Preprocessing

This section contains documentation for the Preprocessing module. NOTE: Those methods will be modified in the future to be more flexible and to allow for more complex workflows.

Data Management

stoneforge.preprocessing.data_management.depth_zones(df, dept, ranges)[source]

Given a DataFrame and a depth column, this function creates zones based on the specified depth ranges.

Parameters:

df (pd.DataFrame) – A pandas DataFrame containing the depth data.
dept (str) – The name of the depth column in the DataFrame.
ranges (tuple) – A tuple containing the depth ranges to create zones. The first element is the top depth, the last element is the bottom depth, and the middle elements are the range boundaries.

Returns:

A dictionary where keys are zone indices and values are DataFrames containing the data for each zone.

Return type:

dict

Example

>>> df = pd.DataFrame({'Depth': [100, 200, 300, 400, 500], 'Value': [1, 2, 3, 4, 5]})
>>> dept = 'Depth'
>>> ranges = (150, 250, 350)
>>> zones = depth_zones(df, dept, ranges)
>>> for zone, data in zones.items():
...     print(f"Zone {zone}:")
...     print(data)
>>> # Output:
>>> # Zone 0:
>>> #    Depth  Value
>>> # 0    100      1
>>> # Zone 1:
>>> #    Depth  Value
>>> # 1    200      2

class stoneforge.preprocessing.data_management.project(data_path='.')[source]

Bases: object

Creates a project object to manage well log data.

Example

>>> proj = project(data_path='path/to/well/logs')
>>> proj.import_folder(ext='.las')  # Import all LAS files in the folder
>>> print(proj.well_names_paths)  # Check imported well names and paths

>>> proj.import_several_wells()  # Import all wells data in a given folder into the project

class_counts(class_value, class_dict=False, seed=99)[source]

Counts the occurrences of each class value in a list and returns a dictionary with class names, random colors, and counts. (for fast plot)

Parameters:

class_value (list) – A list of class values to count.
class_dict (dict, optional) – A dictionary containing class codes, names, and colors for substitution. If not provided, random colors will be generated.
seed (int, optional) – A seed for random number generation to ensure reproducibility. Default is 99.

Example

>>> class_values = [57, 54, 25, 49]
>>> class_dict = [
...     {"code": 57, "name": "Sand", "patch_property": {"color": "#FF0000"}},
...     {"code": 54, "name": "Shale", "patch_property   : {"color": "#00FF00"}},
...     {"code": 25, "name": "Coal", "patch_property": {"color": "#0000FF"}},
...     {"code": 49, "name": "Limestone", "patch_property": {"color": "#FFFF00"}}

convert_into_matrix(reference_mnemonics=False)[source]

Converts an manly dictionary database into an matrix database with tree values: mnemonics, units and data.

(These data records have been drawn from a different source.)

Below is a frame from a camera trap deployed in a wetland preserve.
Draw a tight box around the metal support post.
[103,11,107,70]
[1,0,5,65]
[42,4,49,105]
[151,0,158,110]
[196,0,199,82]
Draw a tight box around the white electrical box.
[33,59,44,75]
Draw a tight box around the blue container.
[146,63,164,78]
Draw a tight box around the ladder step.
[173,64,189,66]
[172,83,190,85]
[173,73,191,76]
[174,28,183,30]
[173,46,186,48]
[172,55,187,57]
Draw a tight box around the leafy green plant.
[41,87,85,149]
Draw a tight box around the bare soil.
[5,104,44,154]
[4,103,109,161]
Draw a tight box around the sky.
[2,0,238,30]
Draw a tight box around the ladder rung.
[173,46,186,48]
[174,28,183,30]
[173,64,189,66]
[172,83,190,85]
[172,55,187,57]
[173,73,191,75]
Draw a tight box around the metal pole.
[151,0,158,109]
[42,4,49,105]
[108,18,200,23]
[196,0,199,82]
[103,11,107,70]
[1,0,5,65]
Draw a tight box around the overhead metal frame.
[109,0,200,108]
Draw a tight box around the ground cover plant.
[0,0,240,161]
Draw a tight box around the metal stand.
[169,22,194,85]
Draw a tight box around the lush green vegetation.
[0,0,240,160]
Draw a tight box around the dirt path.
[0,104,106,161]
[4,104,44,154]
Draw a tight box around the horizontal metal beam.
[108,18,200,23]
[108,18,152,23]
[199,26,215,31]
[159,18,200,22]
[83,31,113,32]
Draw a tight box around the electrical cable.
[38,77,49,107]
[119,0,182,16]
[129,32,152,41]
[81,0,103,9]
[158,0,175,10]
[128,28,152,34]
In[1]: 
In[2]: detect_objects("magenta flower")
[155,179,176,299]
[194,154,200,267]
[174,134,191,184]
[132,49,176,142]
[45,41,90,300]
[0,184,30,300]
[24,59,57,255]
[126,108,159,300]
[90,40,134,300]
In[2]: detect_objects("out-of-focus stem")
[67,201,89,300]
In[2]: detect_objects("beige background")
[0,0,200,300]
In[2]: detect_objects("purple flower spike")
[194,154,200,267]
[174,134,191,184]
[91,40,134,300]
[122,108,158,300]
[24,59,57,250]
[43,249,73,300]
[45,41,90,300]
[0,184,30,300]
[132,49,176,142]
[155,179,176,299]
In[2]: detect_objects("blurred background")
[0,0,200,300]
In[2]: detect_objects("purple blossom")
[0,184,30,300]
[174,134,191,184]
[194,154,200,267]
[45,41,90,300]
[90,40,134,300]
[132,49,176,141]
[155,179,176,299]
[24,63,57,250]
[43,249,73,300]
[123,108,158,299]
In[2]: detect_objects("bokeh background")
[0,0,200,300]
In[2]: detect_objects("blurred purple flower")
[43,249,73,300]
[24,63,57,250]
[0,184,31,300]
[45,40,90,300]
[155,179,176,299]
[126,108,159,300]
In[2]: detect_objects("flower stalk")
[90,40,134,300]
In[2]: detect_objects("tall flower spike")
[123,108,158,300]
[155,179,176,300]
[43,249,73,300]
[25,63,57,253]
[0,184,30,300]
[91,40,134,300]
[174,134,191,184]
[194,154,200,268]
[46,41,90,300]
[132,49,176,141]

Parameters:: reference_mnemonics (list, optional) – A list of mnemonics to be used as a reference for the well data. (If not provided, all mnemonics in the well data will be used).

Example

>>> proj.convert_into_matrix(reference_mnemonics=['RHOB', 'NPHI', 'GR'])

data_replacement(ref)[source]

Replaces mnemonics in the well data with those from a reference dictionary.

Parameters:: ref (dict) – A dictionary where keys are new mnemonics and values are lists of old mnemonics to be replaced.
Return type:: None

Example

>>> ref = {
...     'RHOB': ['RHO', 'RHOZ'],   # New mnemonic 'RHOB' replaces 'RHO' and 'RHOZ'
...     'NPHI': ['PHI', 'PHIN']    # New mnemonic 'NPHI' replaces 'PHI' and 'PHIN'
... }
>>> proj.data_replacement(ref)

import_folder(ext='.las')[source]

Imports all file paths with a given extension from a folder into the project.

Parameters:: ext (str, optional) – The file extension to look for in the folder. Default is ‘.las’.
Return type:: None

Example

>>> proj.import_folder(ext='.las')  # Import all LAS files in the folder
>>> print(proj.well_names_paths)  # Check imported well names and paths

import_several_wells()[source]

Imports all well log data from the specified folder into the project.

Example

>>> proj.import_several_wells()

import_well(name)[source]

Imports a single well log data from a specified file path into the project.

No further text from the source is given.